É melhor sentir a vida ou compreendê-la?, por Marcos Villas-Bôas

Foto Violet Kashi

É melhor sentir a vida ou compreendê-la?

por Marcos Villas-Bôas

Esse é um dilema para muitas pessoas, sobretudo entre os espiritualistas. No meio religioso, é muito comum uma postura de que estar em comunhão com Deus seria se afastar dos prazeres. De outro lado, muitos, inclusive religiosos, continuam desequilibrados em todo tipo de prazer: sexo, comer, beber, noitadas etc.

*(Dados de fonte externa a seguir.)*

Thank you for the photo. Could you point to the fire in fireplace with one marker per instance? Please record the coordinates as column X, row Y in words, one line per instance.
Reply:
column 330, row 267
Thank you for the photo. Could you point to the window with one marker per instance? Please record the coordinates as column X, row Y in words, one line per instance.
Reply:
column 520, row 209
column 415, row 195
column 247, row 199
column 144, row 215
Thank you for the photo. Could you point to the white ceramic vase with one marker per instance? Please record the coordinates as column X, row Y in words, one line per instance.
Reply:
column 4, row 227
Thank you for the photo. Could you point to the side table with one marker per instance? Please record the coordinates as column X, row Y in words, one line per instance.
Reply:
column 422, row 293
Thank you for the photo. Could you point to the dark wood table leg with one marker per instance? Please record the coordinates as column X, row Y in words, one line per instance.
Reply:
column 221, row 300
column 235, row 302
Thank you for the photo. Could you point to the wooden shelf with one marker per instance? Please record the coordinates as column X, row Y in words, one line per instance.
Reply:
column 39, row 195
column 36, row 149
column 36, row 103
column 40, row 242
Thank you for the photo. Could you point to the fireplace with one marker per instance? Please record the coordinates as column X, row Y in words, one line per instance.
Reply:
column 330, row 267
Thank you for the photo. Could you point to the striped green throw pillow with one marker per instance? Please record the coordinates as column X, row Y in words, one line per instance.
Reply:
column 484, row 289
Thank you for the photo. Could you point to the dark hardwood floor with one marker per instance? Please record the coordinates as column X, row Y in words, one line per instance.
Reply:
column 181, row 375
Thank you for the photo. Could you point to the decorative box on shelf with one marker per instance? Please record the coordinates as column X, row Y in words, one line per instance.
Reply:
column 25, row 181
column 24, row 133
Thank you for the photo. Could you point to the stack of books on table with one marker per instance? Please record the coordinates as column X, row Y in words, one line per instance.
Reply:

Diversas pessoas têm procurado cada vez mais informações por meio da Internet numa busca frenética por conhecimento. Outras, por terem preguiça ou por terem aversão ao estudo, uma consequência da má educação brasileira, usam a desculpa de que preferem sentir para deixarem de estudar e de buscar conhecimento.

Qual a postura mais adequada para quem busca uma vida plena, feliz e espiritualizada? Naturalmente, uma pergunta como essa não pode ser respondida de forma completamente geral, pois cada indivíduo veio com uma missão específica em sua encarnação. É possível, contudo, traçar algumas diretrizes dentro do que os sábios desencarnados nos transmitem e do que a Psicanálise já apresentou até hoje.

Como de costume, o caminho do equilíbrio é o melhor. Pelas características da sociedade atual, com grande urbanização e outros aspectos, muitos indivíduos, sobretudo nas grandes cidades, vivem desconectados do restante da natureza. Nunca se esqueça de que o homem é parte da natureza. É um erro muito comum tratá-lo como sujeito apartado. Essa má compreensão dificulta a integração do homem com o todo.

Natureza é tudo o que não é criado pelo homem, tudo o que não é cultural, tudo que surgiu naturalmente, por obra de Deus, do Big-Bang, de alguma origem também natural.

O homem, enquanto um dos animais, é parte da natureza, assim como as plantas, os minerais, o espaço sideral etc. Como animal e parte da natureza, é muito mais apropriado, de um ponto de vista de coerência com a sua criação, que o homem esteja mais perto do que não foi criado por ele do que o contrário.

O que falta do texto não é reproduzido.